Notre idée de départ était de suivre “l’Avenue Verte Paris-Londres” depuis Beauvais jusqu’à la capitale. Mais finalement nous la suivrons sur quelques portions seulement, privilégiant parfois les chemins à travers champs et les forêts.

A l’approche de Paris, des portiques empêchant tous véhicules motorisés d’emprunter la piste cyclable du bord de l’Oise nous freine péniblement. Nous devons à plusieurs reprises alléger les vélos des sacoches afin de les soulever au-dessus des barrières … Se rendre à vélo dans Paris devient physique …

Lundi 5 septembre 2016, nous avons passé la nuit à Nanterre et notre hôte dans la capitale nous attend en fin de journée. Nous décidons donc de changer d’itinéraire et de rentrer dans Paris par la Défense afin de découvrir l’Arc de Triomphe et la Tour Eiffel. Il pleut, le ciel est gris, mais rien n’affecte notre enthousiasme. A l’approche de la Défense, les choses se compliquent. La circulation est plus dense, les coups de klaxons plus nombreux. Nous tentons de passer sous un tunnel mais un semi-remorque est coincé et bloque complètement la circulation. Plus haut, un escalier nous bloque également l’accès à l’esplanade. Nous devons rebrousser chemin, toujours sous la pluie. Mais qu’est ce qui nous a pris de vouloir rentrer dans Paris à vélo par un lundi matin pluvieux ? Je me le demande. Jérôme aussi commence à perdre patience.

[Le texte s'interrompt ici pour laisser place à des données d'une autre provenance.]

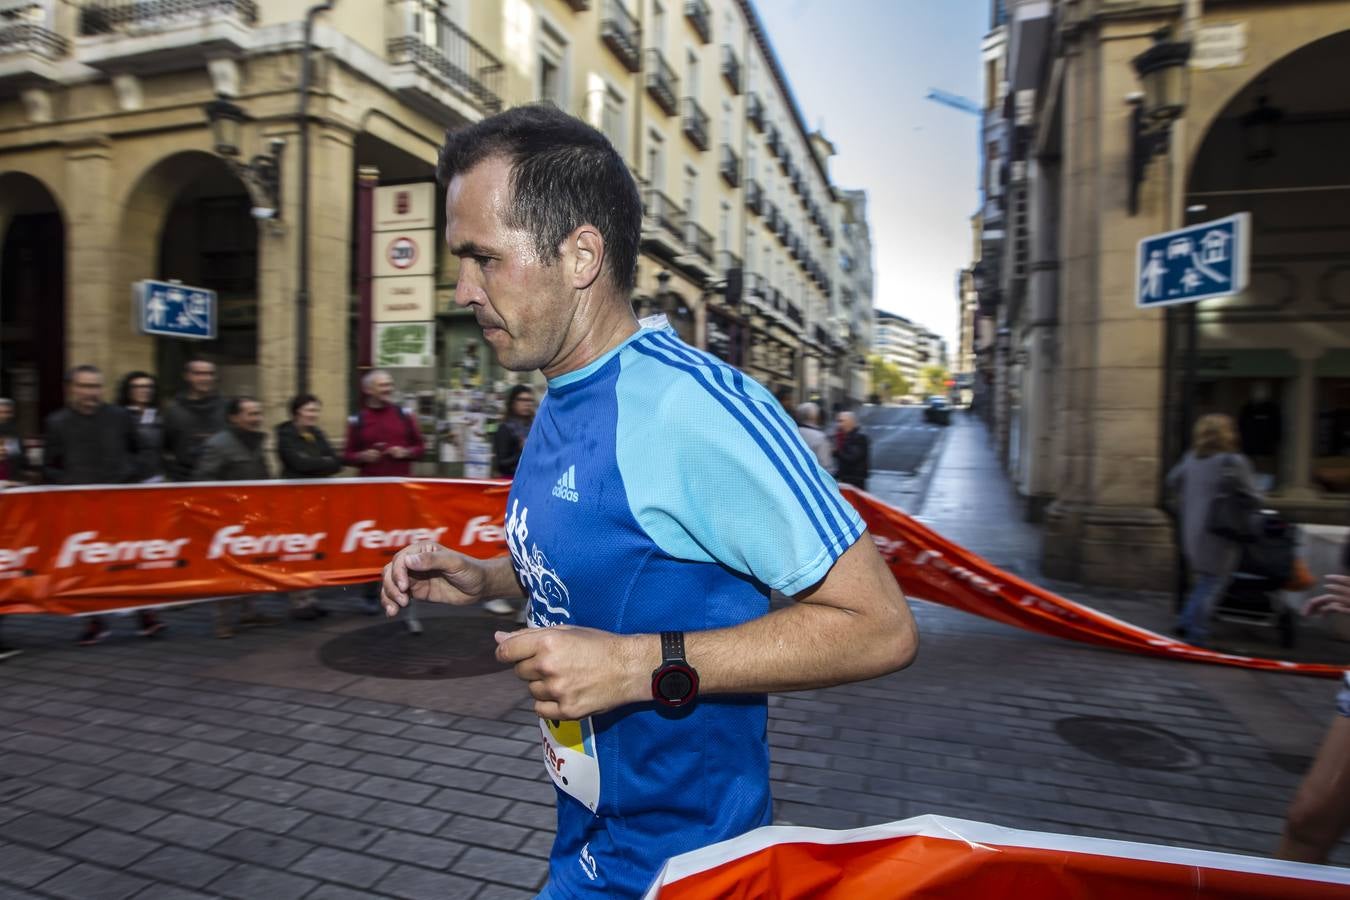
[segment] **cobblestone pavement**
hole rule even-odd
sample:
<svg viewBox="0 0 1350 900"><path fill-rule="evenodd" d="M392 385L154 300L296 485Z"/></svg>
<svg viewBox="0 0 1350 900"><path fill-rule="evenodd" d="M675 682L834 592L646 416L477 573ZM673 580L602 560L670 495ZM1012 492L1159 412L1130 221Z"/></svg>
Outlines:
<svg viewBox="0 0 1350 900"><path fill-rule="evenodd" d="M961 471L981 438L952 428L924 512L942 530L978 520L989 547L970 539L992 558L1016 550L999 544L1011 520L1000 528L995 507L976 517L953 499L962 479L1003 484L996 467ZM170 611L155 640L122 619L92 648L74 646L75 623L11 617L6 639L25 652L0 664L0 900L532 896L553 789L513 676L344 671L332 642L384 629L391 652L398 625L361 615L354 594L327 605L318 627L231 641L211 637L204 608ZM779 821L940 813L1270 851L1292 770L1330 716L1330 683L1141 659L914 606L923 644L911 669L771 699ZM424 621L423 638L403 639L486 641L500 620L428 610ZM1131 723L1154 731L1114 745L1075 737ZM1113 751L1133 752L1121 762Z"/></svg>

Finalement nous passons par Neuilly, la circulation est dense mais c’est faisable. Pas de stress … Je pédale en me disant sans trop y croire que nous parcourons nos derniers kilomètres d’une aventure de 14 mois à vélo ! Je sors de mes rêveries et tourne la tête à gauche à un croisement: L’Arc de triomphe est au bout de l’avenue !! Nous sommes dans Paris et je ne m’en étais même pas aperçue. Jérôme qui ne s’est aperçu de rien non plus m’indique qu’il cherche la direction de l’Arc de Triomphe. Je lui réponds qu’il est à quelques mètres seulement sur notre gauche.

Voilà, nous sommes rentrés dans Paris. Joséphine découvre pour la 1ere fois la Tour Eiffel et la trouve plus grande que ce qu’elle imaginait. Whitehorse-Paris en passant par l’Alaska, les États-Unis, le Mexique, l’Irlande. Une aventure qui a été riche émotionnellement, riche de toutes ces rencontres que nous avons fait au bord de la route et qui nous ont changé à jamais. Une aventure humaine à 3 qui nous a soudé et qui restera gravée au plus profond de nous même. Des souvenirs inoubliables mais surtout l’envie de repartir à la rencontre de l’Autre (aux 4 coins de la Terre), si cher à mon coeur.